M. JORGE CARDONA LLORENS, Professeur de droit international et membre du Comité des droits de l'enfant, a indiqué la doctrine bien établie du Comité des droits de l'enfant établit un «intérêt supérieur de l'enfant» qui doit être pris en compte en priorité dans toute décision le concernant. M. Cardona a souligné que trois données clés peuvent être tirées de l'observation générale numéro 14 du Comité des droits de l'enfant dans ce contexte: le concept de droit de l'enfant, les décisions le concernant et la notion de «considération primordiale». À la question de savoir si la condamnation à mort d'un parent a des répercussions sur un enfant, la réponse ne fait aucun doute. En conséquence de quoi, la condamnation à la peine capitale étant une question concernant l'enfant, celui-ci a droit à ce que son intérêt supérieur constitue une considération primordiale lorsqu'il y a une décision à prendre. Cela signifie, en premier lieu, qu'avant de prononcer la sentence, la justice doit évaluer les possibles répercussions, positives ou négatives, sur l'enfant ou les enfants intéressés. Les États ayant ratifié la Convention relative aux droits de l'enfant ont l'obligation d'évaluer toute conséquence d'une décision susceptible d'affecter un enfant. À la lumière de cette évaluation, on doit déterminer quel est l'intérêt supérieur de l'enfant en relation avec la décision qui sera adoptée. Et cet intérêt devra être pondéré avec les autres intérêts en présence. Concrètement, s'il existe une possibilité d'alternative à la peine capitale, afin de concilier l'intérêt supérieur de l'enfant avec celui de la société, tout en prenant éventuellement en compte d'autres considérations, cette alternative doit être privilégiée, a expliqué M. Cardona. En outre, si une mesure de grâce est possible une fois adoptée la sentence, l'organe étatique qui doit prendre la décision a l'obligation de considérer l'intérêt supérieur de l'enfant comme élément «primordial». Si, au bout du compte, la peine de mort est prononcée, il y a obligation de prévoir les mesures nécessaires pour assurer la protection des enfants du futur supplicié.

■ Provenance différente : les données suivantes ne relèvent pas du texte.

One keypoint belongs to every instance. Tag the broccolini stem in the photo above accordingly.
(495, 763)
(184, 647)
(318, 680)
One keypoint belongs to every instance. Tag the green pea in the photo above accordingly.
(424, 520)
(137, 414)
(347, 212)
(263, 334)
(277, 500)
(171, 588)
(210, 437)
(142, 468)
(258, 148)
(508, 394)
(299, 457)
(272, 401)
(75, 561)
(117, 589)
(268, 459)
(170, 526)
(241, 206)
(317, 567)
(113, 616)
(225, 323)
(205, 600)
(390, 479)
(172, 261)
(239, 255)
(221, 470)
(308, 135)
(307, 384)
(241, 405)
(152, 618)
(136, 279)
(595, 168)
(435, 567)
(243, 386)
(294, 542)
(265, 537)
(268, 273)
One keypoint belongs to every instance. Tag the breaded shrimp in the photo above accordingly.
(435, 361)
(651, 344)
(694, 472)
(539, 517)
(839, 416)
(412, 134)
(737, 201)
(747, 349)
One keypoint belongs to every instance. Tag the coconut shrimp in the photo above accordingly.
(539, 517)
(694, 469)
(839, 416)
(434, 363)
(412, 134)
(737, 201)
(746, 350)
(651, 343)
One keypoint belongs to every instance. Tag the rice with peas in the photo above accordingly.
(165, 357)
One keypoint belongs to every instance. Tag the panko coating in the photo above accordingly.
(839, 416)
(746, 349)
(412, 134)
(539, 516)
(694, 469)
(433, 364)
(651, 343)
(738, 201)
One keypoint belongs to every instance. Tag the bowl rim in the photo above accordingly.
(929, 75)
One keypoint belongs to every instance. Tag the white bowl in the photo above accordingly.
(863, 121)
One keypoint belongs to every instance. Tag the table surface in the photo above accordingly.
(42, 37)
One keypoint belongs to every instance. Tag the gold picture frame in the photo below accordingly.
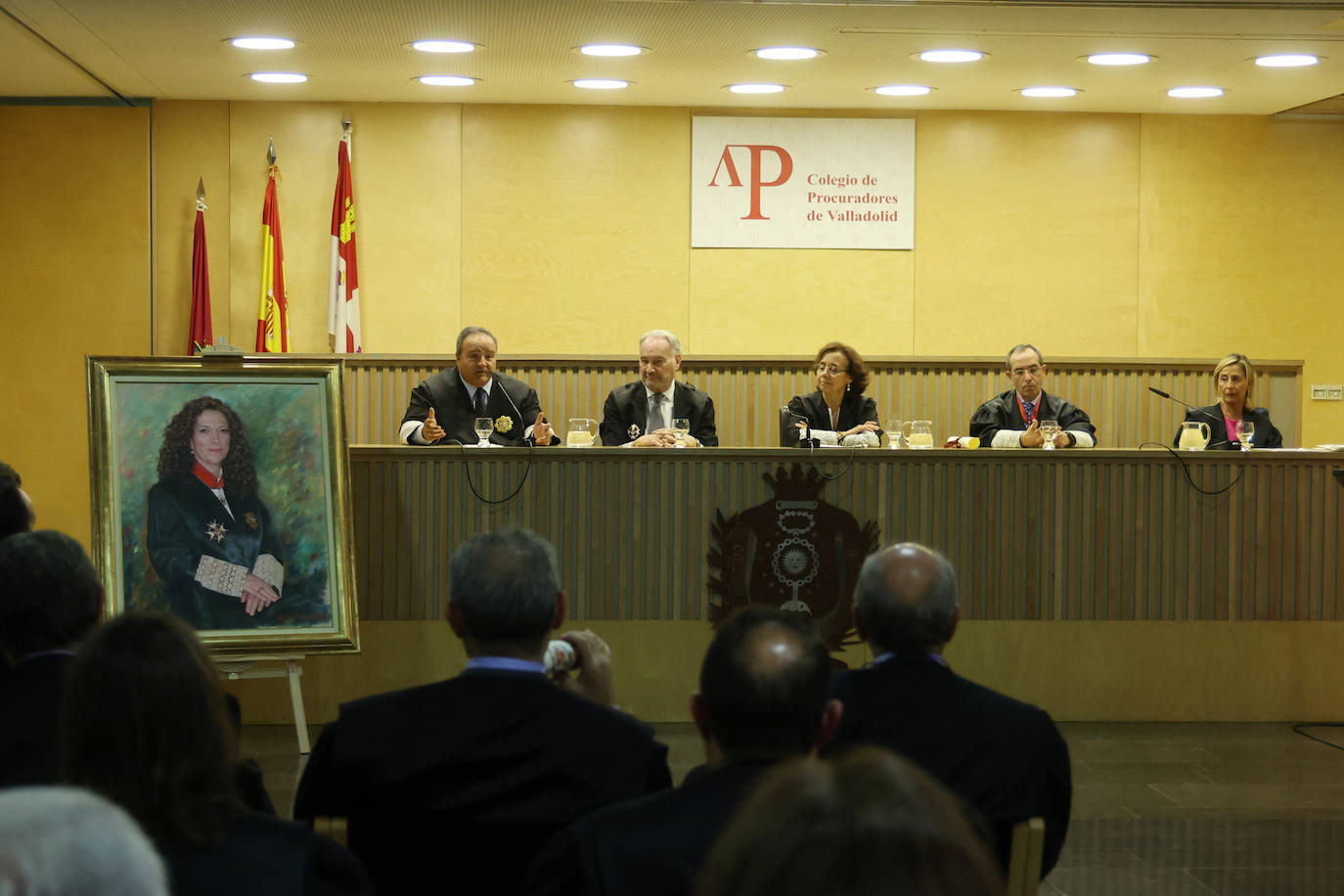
(263, 564)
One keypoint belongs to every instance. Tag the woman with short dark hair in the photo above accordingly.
(837, 413)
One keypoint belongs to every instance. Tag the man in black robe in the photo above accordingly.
(1012, 418)
(445, 407)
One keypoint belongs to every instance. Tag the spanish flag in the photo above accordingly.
(273, 315)
(343, 288)
(202, 332)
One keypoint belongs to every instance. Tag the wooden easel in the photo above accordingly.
(236, 669)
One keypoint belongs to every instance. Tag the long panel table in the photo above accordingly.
(1067, 535)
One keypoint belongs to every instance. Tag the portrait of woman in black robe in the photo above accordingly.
(210, 536)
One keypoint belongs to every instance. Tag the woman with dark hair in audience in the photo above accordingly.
(836, 413)
(144, 724)
(867, 825)
(208, 533)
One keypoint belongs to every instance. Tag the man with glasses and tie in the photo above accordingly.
(642, 414)
(444, 407)
(1015, 418)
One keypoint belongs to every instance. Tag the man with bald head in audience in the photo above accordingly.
(17, 512)
(461, 781)
(1003, 756)
(765, 696)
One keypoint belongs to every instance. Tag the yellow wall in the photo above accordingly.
(74, 278)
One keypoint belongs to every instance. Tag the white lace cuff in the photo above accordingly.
(268, 569)
(225, 578)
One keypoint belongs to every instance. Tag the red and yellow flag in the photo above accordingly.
(202, 332)
(273, 313)
(343, 287)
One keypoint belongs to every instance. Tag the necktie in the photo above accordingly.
(656, 418)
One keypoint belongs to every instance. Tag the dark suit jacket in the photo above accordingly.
(29, 704)
(446, 394)
(1266, 434)
(263, 856)
(179, 512)
(628, 406)
(650, 846)
(1003, 756)
(854, 410)
(464, 780)
(1002, 413)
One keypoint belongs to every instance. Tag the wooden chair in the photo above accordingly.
(1028, 842)
(337, 829)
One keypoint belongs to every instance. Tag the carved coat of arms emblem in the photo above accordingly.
(796, 553)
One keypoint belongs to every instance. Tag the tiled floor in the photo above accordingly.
(1206, 809)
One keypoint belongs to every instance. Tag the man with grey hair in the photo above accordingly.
(64, 841)
(474, 773)
(1013, 418)
(1003, 756)
(445, 407)
(640, 414)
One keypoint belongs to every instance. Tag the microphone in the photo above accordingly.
(1197, 410)
(521, 422)
(805, 432)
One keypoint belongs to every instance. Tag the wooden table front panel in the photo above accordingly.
(1060, 536)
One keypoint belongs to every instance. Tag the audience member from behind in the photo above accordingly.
(64, 841)
(143, 724)
(464, 780)
(765, 696)
(867, 825)
(1002, 756)
(17, 514)
(50, 600)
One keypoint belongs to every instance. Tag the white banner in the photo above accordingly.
(802, 183)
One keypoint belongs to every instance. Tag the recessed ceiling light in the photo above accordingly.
(1195, 93)
(610, 50)
(601, 83)
(1049, 93)
(279, 76)
(952, 55)
(902, 90)
(1286, 61)
(755, 87)
(1120, 58)
(262, 43)
(787, 53)
(444, 46)
(446, 81)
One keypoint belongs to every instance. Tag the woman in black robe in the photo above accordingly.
(210, 536)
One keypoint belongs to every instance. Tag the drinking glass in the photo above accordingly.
(918, 434)
(484, 426)
(1245, 431)
(894, 427)
(1050, 428)
(680, 427)
(581, 432)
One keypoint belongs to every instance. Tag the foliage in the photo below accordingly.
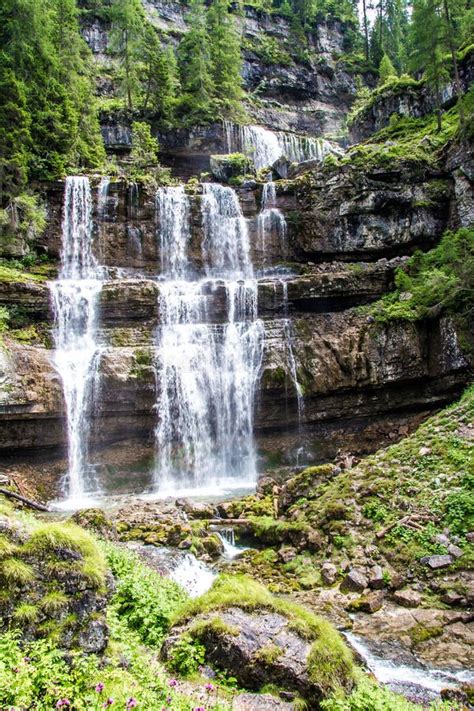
(330, 662)
(143, 599)
(441, 279)
(368, 696)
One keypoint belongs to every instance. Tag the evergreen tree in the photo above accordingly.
(427, 44)
(386, 69)
(127, 43)
(225, 56)
(160, 76)
(195, 64)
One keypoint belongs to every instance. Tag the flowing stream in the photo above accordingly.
(76, 356)
(206, 372)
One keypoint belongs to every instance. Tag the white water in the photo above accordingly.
(271, 221)
(206, 373)
(265, 147)
(193, 575)
(399, 675)
(76, 356)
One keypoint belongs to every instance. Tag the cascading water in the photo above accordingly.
(265, 147)
(76, 357)
(206, 372)
(271, 221)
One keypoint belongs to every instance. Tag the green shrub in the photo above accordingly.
(143, 598)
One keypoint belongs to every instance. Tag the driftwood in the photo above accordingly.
(411, 521)
(28, 502)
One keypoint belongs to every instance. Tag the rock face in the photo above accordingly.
(256, 648)
(56, 580)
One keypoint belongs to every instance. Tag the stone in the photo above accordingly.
(376, 581)
(407, 598)
(287, 553)
(196, 509)
(370, 603)
(355, 581)
(436, 562)
(329, 573)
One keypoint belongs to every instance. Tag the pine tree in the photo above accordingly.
(195, 64)
(160, 76)
(386, 69)
(127, 43)
(225, 56)
(427, 44)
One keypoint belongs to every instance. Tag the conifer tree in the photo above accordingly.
(225, 56)
(195, 64)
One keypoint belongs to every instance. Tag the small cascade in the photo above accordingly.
(76, 357)
(206, 373)
(290, 356)
(271, 221)
(265, 147)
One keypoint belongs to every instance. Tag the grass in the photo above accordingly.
(330, 663)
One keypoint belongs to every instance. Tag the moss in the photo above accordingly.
(330, 662)
(26, 613)
(53, 602)
(47, 538)
(268, 654)
(420, 633)
(16, 572)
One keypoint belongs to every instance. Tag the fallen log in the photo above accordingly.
(28, 502)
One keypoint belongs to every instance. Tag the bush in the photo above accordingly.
(145, 600)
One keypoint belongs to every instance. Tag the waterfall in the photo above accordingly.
(265, 147)
(206, 373)
(271, 221)
(76, 356)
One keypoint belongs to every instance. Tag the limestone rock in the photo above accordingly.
(407, 598)
(355, 581)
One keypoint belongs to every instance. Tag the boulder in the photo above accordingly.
(436, 562)
(329, 573)
(376, 580)
(407, 598)
(355, 581)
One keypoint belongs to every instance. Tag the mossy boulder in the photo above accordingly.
(261, 639)
(53, 584)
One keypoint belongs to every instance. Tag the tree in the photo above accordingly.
(161, 82)
(226, 60)
(386, 69)
(195, 64)
(15, 136)
(126, 41)
(145, 147)
(427, 44)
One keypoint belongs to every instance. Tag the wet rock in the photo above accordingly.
(260, 702)
(196, 509)
(407, 598)
(455, 551)
(376, 580)
(370, 603)
(329, 573)
(436, 562)
(355, 581)
(286, 554)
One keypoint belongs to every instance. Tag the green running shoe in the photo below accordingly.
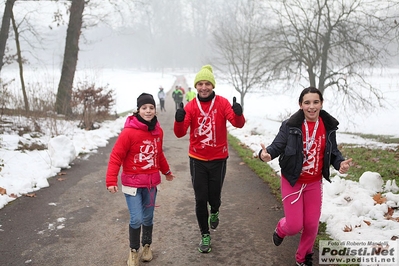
(205, 244)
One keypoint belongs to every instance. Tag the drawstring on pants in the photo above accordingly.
(299, 192)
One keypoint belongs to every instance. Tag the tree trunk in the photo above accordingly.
(20, 63)
(5, 28)
(63, 101)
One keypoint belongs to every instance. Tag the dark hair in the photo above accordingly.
(310, 90)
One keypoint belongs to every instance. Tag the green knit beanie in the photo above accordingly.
(206, 73)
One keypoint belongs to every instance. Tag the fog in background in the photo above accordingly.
(150, 35)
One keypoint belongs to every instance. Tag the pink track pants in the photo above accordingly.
(302, 209)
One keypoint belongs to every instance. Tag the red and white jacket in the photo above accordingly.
(140, 154)
(208, 131)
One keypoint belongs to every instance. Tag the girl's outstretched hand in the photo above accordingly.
(266, 157)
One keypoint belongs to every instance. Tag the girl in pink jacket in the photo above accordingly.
(138, 150)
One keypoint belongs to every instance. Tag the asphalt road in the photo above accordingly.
(77, 222)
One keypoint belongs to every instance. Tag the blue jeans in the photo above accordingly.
(141, 207)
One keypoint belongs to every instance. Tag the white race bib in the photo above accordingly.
(129, 190)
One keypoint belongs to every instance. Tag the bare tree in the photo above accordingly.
(5, 28)
(20, 62)
(332, 44)
(240, 47)
(63, 101)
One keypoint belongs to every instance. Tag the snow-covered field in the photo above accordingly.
(346, 203)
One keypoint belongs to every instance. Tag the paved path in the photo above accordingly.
(76, 222)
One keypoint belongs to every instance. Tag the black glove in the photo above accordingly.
(236, 107)
(180, 113)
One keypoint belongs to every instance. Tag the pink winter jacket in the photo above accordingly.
(140, 154)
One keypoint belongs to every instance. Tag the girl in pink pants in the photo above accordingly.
(306, 146)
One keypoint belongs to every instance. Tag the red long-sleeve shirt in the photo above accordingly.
(208, 131)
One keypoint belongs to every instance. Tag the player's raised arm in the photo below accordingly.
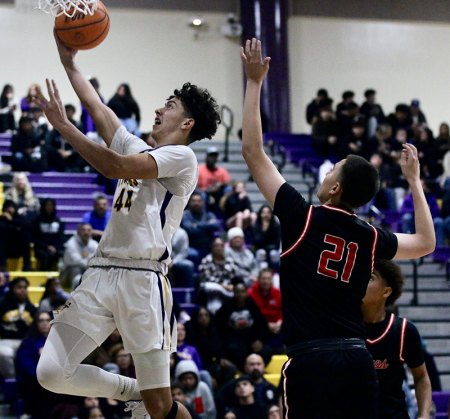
(106, 161)
(261, 167)
(104, 118)
(423, 241)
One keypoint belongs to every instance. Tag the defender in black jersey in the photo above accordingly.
(394, 342)
(326, 262)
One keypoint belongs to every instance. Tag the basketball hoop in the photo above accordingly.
(67, 7)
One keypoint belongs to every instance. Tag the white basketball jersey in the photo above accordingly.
(146, 213)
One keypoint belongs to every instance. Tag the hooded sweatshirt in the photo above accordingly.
(200, 398)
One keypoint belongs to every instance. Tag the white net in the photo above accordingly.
(25, 6)
(67, 7)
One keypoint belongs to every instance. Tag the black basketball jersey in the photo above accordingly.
(393, 343)
(326, 262)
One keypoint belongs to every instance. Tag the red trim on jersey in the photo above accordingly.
(402, 339)
(391, 322)
(297, 243)
(339, 210)
(283, 372)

MME SANDRA JONES, Professeur associé à l'Université Rowan, États-Unis, a partagé son expérience avec les enfants de parents attendant leur exécution ou déjà exécutés aux États-Unis. Ils vivent souvent dans un état de chagrin permanent et sont victimes de stigmatisation. Les relations avec leurs parents, souvent des pères, est compliquée par les procédures de sécurité dans les prisons. Ils ne peuvent donc pas avoir des rapports normaux avec leurs pères. À l'école, la stigmatisation qu'ils subissent entraîne de mauvais résultats scolaires, et parfois de la violence. Ces enfants perdent également confiance en l'État et en la justice, souffrent de troubles mentaux et du comportement, connaissent des problèmes de drogues, d'insomnie, de phobie sociale et se suicident, a encore indiqué l'experte.
MME NISREEN ZERIKAT, Centre national des droits de l'homme de la Jordanie, a observé que, de par leurs compétences juridiques, les institutions nationales des droits de l'homme jouent un rôle clé dans la protection des enfants dont les parents ont été exécutés. Le Centre national des droits de l'homme de la Jordanie promeut activement la protection des enfants dont les parents sont emprisonnés, la peine de mort ayant été suspendue en Jordanie il y a plusieurs années. Il accompagne les détenus dans les centres de détention, contrôle le respect de leurs droits fondamentaux et veille à ce que les familles bénéficient d'une assistance adéquate. Le Centre travaille avec les médias pour minimiser les effets pour les enfants de la couverture journalistique des crimes et délits. Il consacre en outre des séances de sensibilisation des enseignants aux droits et besoins des enfants concernés, afin d'éviter leur stigmatisation. Le Centre forme aussi les policiers sur la manière de procéder lors de l'arrestation d'un adulte à domicile, de façon à minimiser le traumatisme subi par les enfants. Le Centre préconise, enfin, une nouvelle stratégie nationale de protection des droits de l'enfant basée sur la prise en compte de ses intérêts supérieurs.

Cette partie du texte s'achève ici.